„Ich will mein altes Leben zurückhaben,“ habe ich in der letzten Zeit einige Male gehört. Die Einschränkungen durch die Corona-Pandemie sollten möglichst vorbei sein (wer wünscht das nicht?) und dann kann da nahtlos angeknüpft werden, wo man aufhören musste.
Ich kann mir vorstellen, dass nicht nur viele Menschen so denken, sondern dass auch in Kirchen und Kirchengemeinden der Wunsch besteht: Jetzt leben wir unter Einschränkungen, haben lange keine Gottesdienste gefeiert und beginnen sehr langsam wieder – mit wenigen und ohne Gesang. Aber dann, in baldiger Zukunft, wird alles wieder so sein wie es war – oder wie man zumindest meint, dass es gewesen wäre.

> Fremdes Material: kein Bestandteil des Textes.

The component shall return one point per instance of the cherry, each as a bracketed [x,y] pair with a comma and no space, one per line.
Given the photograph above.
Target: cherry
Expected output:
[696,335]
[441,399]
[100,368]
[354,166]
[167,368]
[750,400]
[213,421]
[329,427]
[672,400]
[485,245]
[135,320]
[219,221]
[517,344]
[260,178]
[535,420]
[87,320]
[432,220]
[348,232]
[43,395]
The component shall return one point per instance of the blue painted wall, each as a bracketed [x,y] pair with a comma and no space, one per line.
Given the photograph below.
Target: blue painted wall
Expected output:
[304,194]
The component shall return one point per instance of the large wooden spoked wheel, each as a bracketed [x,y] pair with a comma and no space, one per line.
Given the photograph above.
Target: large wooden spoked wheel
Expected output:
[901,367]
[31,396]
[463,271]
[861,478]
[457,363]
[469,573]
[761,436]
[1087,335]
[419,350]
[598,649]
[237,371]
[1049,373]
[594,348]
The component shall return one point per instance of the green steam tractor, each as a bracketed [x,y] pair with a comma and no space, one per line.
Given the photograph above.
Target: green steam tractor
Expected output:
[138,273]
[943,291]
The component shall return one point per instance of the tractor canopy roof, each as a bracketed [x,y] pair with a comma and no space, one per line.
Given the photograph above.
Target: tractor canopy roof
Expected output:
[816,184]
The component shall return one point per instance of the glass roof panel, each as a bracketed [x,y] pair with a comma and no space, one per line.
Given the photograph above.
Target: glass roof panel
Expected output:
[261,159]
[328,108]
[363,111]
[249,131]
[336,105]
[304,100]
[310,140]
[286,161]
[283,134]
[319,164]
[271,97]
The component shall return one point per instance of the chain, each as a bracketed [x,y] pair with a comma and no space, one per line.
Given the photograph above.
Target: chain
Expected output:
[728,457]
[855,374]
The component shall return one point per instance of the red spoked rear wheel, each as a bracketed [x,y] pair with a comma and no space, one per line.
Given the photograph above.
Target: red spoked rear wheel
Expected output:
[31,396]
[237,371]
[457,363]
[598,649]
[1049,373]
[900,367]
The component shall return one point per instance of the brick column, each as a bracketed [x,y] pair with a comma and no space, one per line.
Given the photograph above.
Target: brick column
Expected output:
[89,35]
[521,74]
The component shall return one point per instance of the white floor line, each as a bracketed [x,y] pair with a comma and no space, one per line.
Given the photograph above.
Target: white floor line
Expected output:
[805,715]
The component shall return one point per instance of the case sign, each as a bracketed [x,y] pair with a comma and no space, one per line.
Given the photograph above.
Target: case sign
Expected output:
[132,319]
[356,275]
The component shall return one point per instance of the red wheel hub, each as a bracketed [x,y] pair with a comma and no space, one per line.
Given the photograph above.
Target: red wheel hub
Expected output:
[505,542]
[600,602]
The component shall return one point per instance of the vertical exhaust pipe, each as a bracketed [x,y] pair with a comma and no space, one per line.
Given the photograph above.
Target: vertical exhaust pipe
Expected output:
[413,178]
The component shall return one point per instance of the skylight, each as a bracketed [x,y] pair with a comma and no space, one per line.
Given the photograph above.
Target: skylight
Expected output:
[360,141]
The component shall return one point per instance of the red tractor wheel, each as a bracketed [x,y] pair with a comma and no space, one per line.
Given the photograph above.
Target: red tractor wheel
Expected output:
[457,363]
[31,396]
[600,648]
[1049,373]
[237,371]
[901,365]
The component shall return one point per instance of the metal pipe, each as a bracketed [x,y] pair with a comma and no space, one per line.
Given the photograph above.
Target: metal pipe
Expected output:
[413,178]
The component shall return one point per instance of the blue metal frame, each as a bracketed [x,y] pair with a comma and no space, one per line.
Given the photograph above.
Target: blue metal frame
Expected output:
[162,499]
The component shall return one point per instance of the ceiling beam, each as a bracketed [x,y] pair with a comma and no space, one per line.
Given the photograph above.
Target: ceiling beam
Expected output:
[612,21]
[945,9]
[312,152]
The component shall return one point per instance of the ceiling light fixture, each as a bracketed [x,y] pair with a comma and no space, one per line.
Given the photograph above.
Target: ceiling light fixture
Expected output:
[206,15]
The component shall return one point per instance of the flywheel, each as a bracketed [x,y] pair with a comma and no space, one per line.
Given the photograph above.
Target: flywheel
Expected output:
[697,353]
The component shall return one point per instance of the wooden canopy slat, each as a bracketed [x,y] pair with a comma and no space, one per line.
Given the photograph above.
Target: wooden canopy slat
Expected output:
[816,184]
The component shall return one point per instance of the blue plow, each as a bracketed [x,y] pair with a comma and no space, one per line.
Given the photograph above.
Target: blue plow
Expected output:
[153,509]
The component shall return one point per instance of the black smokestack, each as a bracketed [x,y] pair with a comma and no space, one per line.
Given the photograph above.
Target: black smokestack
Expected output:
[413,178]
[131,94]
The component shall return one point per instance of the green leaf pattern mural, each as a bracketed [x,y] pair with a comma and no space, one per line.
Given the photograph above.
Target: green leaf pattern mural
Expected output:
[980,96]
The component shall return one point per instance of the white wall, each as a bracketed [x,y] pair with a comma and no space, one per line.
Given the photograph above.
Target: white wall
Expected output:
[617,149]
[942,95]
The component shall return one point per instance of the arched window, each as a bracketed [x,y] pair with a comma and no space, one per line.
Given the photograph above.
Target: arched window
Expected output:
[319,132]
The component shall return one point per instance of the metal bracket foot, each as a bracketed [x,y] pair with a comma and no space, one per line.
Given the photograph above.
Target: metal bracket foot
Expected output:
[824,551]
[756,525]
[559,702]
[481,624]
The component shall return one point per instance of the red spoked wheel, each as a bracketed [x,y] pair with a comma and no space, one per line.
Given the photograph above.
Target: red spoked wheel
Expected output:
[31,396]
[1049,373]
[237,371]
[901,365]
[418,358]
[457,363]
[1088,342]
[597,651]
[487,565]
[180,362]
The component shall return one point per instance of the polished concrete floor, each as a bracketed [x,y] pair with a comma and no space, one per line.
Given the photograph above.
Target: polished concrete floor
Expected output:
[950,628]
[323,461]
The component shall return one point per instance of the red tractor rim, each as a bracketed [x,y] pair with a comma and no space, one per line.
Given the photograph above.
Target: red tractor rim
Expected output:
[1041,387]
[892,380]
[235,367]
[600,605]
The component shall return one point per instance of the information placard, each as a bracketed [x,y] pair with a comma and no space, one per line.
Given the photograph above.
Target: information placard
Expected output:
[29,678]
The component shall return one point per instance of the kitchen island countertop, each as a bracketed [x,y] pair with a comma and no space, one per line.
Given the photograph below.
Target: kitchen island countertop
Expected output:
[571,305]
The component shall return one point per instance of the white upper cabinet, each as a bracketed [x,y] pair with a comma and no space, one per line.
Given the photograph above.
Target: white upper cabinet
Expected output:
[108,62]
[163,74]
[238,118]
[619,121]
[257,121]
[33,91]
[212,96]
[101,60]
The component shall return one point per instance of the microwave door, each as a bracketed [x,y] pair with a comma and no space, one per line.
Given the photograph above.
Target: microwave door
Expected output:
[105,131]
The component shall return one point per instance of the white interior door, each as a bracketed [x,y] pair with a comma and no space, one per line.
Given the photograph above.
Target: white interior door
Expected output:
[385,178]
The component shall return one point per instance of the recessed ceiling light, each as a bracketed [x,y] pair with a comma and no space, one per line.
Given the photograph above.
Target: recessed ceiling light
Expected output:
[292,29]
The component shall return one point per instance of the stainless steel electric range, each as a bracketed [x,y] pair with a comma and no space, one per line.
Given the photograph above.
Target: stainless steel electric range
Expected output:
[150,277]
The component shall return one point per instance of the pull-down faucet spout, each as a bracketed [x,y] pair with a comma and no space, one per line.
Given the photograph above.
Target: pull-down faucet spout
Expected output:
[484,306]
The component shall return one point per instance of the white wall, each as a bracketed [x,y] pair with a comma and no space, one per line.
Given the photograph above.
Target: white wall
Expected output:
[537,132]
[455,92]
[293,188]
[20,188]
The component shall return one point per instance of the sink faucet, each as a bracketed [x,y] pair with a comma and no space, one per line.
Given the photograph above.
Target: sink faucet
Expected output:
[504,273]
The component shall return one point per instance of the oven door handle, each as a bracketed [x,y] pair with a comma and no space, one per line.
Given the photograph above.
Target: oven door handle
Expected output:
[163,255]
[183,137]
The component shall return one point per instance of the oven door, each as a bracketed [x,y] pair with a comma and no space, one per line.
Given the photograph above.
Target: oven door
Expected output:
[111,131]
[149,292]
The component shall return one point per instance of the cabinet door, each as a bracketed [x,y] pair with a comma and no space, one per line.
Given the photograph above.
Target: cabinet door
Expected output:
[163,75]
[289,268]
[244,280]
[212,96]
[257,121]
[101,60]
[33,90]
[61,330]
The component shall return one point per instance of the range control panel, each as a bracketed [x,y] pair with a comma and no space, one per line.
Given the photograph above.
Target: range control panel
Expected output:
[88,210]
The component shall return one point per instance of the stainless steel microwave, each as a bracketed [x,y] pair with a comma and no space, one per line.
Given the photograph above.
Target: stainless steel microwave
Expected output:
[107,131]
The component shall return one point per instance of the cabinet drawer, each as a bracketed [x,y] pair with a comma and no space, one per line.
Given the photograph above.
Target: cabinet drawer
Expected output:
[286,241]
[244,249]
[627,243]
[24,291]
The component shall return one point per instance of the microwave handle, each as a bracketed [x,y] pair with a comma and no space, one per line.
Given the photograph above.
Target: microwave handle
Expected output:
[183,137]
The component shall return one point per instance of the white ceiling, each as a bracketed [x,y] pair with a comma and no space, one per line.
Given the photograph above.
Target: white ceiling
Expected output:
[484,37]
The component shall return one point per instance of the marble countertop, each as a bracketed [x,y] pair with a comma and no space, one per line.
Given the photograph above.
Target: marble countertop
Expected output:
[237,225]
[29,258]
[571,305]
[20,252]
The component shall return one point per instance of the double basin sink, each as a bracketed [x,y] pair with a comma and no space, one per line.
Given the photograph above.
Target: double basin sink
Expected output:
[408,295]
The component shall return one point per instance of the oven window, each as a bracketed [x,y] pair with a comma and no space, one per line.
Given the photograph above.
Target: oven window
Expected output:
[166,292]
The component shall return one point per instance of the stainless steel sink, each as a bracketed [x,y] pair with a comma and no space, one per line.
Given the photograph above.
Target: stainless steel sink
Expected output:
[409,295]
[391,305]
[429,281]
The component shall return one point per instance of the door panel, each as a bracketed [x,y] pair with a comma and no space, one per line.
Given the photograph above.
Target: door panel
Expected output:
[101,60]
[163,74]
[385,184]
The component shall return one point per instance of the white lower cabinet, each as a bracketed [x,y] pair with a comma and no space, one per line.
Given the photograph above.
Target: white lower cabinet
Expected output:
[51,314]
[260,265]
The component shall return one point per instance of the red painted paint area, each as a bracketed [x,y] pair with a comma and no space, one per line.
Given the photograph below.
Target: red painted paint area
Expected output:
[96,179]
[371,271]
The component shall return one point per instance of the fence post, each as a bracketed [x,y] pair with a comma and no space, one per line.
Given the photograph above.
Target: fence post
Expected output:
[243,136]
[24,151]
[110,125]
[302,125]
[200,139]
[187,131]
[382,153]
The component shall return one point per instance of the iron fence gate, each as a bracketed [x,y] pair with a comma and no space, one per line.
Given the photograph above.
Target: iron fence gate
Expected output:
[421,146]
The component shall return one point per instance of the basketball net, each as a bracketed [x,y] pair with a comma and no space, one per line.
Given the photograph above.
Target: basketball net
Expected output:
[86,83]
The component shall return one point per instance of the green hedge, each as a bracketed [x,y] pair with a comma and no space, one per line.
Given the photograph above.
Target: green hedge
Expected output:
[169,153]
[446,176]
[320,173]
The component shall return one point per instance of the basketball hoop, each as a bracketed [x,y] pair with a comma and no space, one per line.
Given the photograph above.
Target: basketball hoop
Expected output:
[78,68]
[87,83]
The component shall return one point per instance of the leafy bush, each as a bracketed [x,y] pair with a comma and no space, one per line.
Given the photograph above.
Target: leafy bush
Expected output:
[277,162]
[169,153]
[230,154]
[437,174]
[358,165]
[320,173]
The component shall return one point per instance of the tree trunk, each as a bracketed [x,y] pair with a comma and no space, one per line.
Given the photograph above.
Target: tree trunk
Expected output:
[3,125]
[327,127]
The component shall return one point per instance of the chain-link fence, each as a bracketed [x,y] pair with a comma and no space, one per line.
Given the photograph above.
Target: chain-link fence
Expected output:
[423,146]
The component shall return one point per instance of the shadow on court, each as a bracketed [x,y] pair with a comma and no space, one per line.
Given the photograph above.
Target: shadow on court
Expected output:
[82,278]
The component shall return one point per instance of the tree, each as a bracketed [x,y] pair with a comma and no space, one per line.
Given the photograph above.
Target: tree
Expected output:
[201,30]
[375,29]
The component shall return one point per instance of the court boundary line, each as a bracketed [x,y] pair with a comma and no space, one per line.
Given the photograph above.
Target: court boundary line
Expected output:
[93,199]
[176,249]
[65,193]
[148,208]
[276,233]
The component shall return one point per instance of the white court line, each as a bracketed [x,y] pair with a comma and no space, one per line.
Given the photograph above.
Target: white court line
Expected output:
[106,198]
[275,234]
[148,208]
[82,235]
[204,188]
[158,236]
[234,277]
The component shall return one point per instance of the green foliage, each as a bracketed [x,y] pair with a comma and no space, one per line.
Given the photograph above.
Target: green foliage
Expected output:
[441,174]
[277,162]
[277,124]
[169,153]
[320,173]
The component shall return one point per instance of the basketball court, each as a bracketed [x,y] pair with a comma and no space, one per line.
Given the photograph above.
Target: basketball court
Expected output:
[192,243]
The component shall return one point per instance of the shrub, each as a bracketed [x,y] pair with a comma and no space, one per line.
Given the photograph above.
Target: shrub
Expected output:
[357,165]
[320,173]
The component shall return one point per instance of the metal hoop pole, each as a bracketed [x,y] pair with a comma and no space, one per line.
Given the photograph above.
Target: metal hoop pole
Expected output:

Auf der anderen Seite haben sich durch die Corona-Pandemie die Kommunikationsformen gewaltig geändert: Im pfarramtlichen Alltag sind vor allem Videokonferenzen zu Telephon und Email sowie social Media hinzugekommen. Und seitdem wir keine Gottesdienste mehr feiern können, werden neue Gottesdienstformen praktiziert: kleine Feiern auf Plätzen, Gottesdienste in Tüten, Videogottesdienste, Audiofiles und Homepage-Andachten, ZOOM-Gottesdienste und was es da noch alles gibt: ein reiches, ein segensreiches Angebot.
Wird das alles wieder aufgegeben, wenn die üblichen Gottesdienste am Sonntagmorgen wieder möglich sind? Oder ersetzen diese Formate und die bereits beliebten Fernsehgottesdienste mehr und mehr den (ohnehin teilweise recht übersichtlichen) Gottesdienstbesuch?
Und: wie passen diese neuen Kommunikationsformen zu unserer Botschaft von Gottes neuer Welt und seiner Liebe zu uns Menschen?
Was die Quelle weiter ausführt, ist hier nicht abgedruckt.